Lesson 4.2 – The role of teachers
In
conclusion, after picking the social competences to work on, the role
of the teacher is to raise awareness and motivate to the process of
learning, giving clear directions on the types of behavior to follow.
“Instead of just lecturing in the classroom, teachers are facilitators
of learning, providing students with the information and tools they need
to master a subject. At times, teachers act like tutors, working with
small groups of students or individual students within the classroom or
after class. Teachers also play the role of evaluators, sometimes assessing students' abilities through formal and informal assessments,
providing suggestions for improvement and assigning grades” [1]. Many
schools are small enough so that teachers know every student. If one
method fails, teachers consult with colleagues to try something else.
They seem to relish the challenges. Moreover, as a worldwide approach,
governments promote and stress on using tests and other methods to
measure teachers firstly, and to have then teachers measuring students, a
philosophy that would not root in Finland.“I think, in fact, teachers
would tear off their shirts,” said Timo Heikkinen, a Helsinki principal
with 24 years of teaching experience,“If you only measure the
statistics, you miss the human aspect.” [2]

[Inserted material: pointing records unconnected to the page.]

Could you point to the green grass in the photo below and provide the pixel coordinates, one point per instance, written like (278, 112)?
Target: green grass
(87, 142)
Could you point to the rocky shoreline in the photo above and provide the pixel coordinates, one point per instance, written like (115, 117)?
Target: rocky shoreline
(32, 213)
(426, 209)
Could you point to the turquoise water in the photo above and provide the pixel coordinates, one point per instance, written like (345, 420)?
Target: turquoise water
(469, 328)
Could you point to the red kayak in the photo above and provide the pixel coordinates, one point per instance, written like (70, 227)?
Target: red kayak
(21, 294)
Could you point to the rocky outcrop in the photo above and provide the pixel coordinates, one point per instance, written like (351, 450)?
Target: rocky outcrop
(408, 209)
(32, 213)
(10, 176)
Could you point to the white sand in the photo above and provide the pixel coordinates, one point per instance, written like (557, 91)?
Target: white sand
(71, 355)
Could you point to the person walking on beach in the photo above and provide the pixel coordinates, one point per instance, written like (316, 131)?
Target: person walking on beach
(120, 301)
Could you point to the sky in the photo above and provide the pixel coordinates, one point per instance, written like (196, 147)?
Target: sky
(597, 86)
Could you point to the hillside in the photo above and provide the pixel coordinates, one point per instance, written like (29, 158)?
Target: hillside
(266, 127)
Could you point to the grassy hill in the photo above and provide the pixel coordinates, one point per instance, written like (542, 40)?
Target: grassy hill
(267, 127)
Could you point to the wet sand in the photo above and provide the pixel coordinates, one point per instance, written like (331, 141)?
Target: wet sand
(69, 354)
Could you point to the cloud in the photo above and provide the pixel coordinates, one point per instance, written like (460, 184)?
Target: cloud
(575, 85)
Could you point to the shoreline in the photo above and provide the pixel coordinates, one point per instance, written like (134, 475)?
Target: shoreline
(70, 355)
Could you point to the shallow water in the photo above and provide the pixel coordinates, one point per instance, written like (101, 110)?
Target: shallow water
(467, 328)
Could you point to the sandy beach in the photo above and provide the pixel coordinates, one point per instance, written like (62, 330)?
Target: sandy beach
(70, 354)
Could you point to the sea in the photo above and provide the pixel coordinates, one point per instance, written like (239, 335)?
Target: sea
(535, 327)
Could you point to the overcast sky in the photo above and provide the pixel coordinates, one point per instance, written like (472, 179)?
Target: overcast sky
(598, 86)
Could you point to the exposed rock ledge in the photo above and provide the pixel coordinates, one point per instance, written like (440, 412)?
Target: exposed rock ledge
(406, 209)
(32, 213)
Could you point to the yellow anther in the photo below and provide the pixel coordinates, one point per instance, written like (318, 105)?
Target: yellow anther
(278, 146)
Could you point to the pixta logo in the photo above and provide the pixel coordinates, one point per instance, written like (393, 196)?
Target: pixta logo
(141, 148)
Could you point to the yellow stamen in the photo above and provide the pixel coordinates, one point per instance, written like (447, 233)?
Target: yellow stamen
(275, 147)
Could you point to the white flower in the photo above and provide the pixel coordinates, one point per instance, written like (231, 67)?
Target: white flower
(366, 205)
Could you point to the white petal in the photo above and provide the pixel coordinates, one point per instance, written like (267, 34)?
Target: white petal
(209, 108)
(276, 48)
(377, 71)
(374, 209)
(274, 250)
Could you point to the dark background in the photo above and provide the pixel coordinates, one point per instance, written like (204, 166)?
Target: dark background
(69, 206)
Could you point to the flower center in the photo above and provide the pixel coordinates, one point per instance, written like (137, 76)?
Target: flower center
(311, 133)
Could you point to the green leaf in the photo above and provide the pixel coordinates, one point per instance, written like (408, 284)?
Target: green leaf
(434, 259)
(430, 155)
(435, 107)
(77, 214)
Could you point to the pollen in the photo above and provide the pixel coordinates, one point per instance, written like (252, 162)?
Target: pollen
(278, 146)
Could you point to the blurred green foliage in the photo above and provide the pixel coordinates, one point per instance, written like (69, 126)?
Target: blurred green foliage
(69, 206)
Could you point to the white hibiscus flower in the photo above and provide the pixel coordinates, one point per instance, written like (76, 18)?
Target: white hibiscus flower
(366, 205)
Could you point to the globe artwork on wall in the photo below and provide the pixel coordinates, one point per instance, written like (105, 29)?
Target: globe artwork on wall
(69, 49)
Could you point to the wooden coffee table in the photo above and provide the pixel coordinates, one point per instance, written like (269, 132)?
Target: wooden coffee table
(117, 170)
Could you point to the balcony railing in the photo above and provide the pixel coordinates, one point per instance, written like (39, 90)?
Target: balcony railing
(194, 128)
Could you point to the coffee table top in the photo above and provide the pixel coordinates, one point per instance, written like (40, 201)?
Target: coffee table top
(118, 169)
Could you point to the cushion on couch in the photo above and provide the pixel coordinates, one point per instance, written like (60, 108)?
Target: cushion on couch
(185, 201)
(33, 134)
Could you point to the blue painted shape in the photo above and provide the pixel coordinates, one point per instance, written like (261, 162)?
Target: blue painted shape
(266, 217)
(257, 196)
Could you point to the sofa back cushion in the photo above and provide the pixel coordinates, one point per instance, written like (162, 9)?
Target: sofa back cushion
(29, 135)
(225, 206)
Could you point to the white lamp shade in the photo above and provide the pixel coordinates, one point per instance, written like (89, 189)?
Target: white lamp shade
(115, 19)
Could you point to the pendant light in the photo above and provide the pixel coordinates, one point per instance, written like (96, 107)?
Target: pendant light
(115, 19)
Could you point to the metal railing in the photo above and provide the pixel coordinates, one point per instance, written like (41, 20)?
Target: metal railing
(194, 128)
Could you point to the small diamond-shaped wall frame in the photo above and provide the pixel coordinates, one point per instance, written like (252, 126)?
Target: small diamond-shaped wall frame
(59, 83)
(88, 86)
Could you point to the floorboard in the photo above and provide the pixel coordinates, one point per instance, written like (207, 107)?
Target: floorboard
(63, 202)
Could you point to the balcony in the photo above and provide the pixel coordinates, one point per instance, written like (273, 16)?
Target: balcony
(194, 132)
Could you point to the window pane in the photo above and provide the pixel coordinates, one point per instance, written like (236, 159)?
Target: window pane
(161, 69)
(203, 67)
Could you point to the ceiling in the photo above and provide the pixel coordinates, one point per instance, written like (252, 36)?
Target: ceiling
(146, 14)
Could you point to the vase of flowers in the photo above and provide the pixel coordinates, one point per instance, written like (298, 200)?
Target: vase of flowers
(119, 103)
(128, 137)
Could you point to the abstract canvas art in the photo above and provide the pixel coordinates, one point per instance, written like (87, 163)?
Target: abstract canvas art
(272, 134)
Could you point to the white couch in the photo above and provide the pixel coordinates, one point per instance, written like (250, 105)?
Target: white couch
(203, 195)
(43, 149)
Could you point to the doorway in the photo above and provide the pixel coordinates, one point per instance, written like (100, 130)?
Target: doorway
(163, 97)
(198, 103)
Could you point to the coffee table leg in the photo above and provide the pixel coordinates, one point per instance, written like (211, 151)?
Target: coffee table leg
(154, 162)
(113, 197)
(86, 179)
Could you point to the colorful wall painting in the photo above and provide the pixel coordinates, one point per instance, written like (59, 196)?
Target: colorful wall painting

In Finland, and in many other schools in the Scandinavian countries, there are no mandated standardized tests, apart from one exam at the end of students’senior year in high school. There are no rankings, no comparisons or competition between students, schools or regions. Finland’s schools are publicly funded. The people in the government agencies running them, from national officials to local authorities, are educators, not business people, military leaders or career politicians. Every school has the same national goals and draws from the same pool of university-trained educators. The result is that a Finnish child has a good shot at getting the same quality education no matter whether he or she lives in a rural village or a university town. The differences between weakest and strongest students are the smallest in the world, according to the most recent survey by the Organization for Economic Co-operation and Development (OECD). “Equality is the most important word in Finnish education. All political parties on the right and left agree on this,” said Olli Luukkainen, president of Finland’s powerful teachers union. As a consequence, “We prepare children to learn how to learn, not how to take a test,” said Pasi Sahlberg, a former math and physics teacher who is now in Finland’s Ministry of Education and Culture.“We are not much interested in PISA. It’s not what we are about.”